Friday, August 17, 2018

Good Fun at the KGB


It was a grand night Wednesday at the KGB Bar science fiction reading series. The chief draw was Jeffrey Ford, who read two excerpts from his new novel, Ahab's Return: or, The Last Voyage to great acclaim. The premise -- that Captain Ahab survived the wreck of the Pequod and is now searching for his lost wife and child in New York City -- is exactly the kind of thing I never read. But, having heard Jeff read from it, I've resolved to buy the book in hardcover.

This is, incidentally, another good reason to attend readings. Aside from the fun of it, I mean. Learning about books you didn't know you wanted.

That's Jeff up top, reading.

And this next picture (photo credit: Marianne Porter) is of me. I also read two pieces. The first was "Ghost Ships," a short story that is radically different from anything I've written before. It got a very good reception, which I don't mind admitting was heartening.

I also read a slightly-condensed version of the ending of "The City of Men," the novella that Gardner Dozois and I were working on when he died. This is a sequel or continuation of "The City of God," published in 1995 in Omni Online and subsequently reprinted in Asimov's Science Fiction. The first novella was extremely dark and so, too, is the second -- until you come to the ending, which is unabashedly happy. Gardner had talked about that ending for decades and he almost got to write it. But at least it got written in the end, even if not by him.  Making the novella a fitting memorial to the man.

Then, because Gardner had always admired Robert Silverberg's innovation when John Brunner died, I asked if the crowd could honor Gardner with, not a moment of silence but a moment of applause.

The crowd did so. The applause seemed to go on forever. It's possible it's still going on now, even as you read these words.
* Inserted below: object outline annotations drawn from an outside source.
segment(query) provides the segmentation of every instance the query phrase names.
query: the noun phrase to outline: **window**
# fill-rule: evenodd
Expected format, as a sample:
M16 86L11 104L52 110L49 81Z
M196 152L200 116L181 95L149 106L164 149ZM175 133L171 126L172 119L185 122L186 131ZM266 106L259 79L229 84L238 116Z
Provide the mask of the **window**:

Oh, and I should probably mention that the crowds that the KGB readings draw are made up of the cream of the New York science fiction scene: writers, editors, SF professionals and the like. All by themselves, they're reason enough for NYC residents who love science fiction to show up.

Up above: My rather blurry photo of the rather fine writer Richard Bowes, drinking a glass of uisce solais.


Friday, August 3, 2018

A Simple Plot Diagram


I drew up the above diagram last night as a tool to help me with a story I'm having some difficulty with. There are two main characters, Olav and Nahala, each represented by their middle initials. The main line shows their journey through the story. The small circles are particularly significant events in the story. And the arrows converging on the small circles are characters and forces introduced at that point.

Simple, yes?

So what, you ask, is the point? Well, I've got about 2,500 words written, including the first six pages which are pretty much final draft, and the final three or four paragraphs, also final draft. Plus a batch of stuff that falls somewhere in between. But while I know what must happen in the broadest outline (Olav must agree to work for a wizard, he must fight a dragon, and that fight must have a certain unexpected conclusion), the details of how the story will accomplish these things are not exactly clear. By sketching out what I know, I accomplish two things:

1) I discover aspects of the shape of the story I didn't know. For example, it turns out that the story falls into four distinct sections, which suggests alternating point of view between Olav and Nahala.

2) At the crucial plot points, as I'm tightly focused on them, I make marginal notes: snippets of dialog, observations about character and setting, and the like. These, when I go to write, can be expanded. So if I'm feeling uninspired, I can just go to the notes and start inserting them into the story.

Luckily, this is not a very complicated tale. It might be a short as 5,000 words. It's definitely going to be a short story, rather than a novella or a novelette.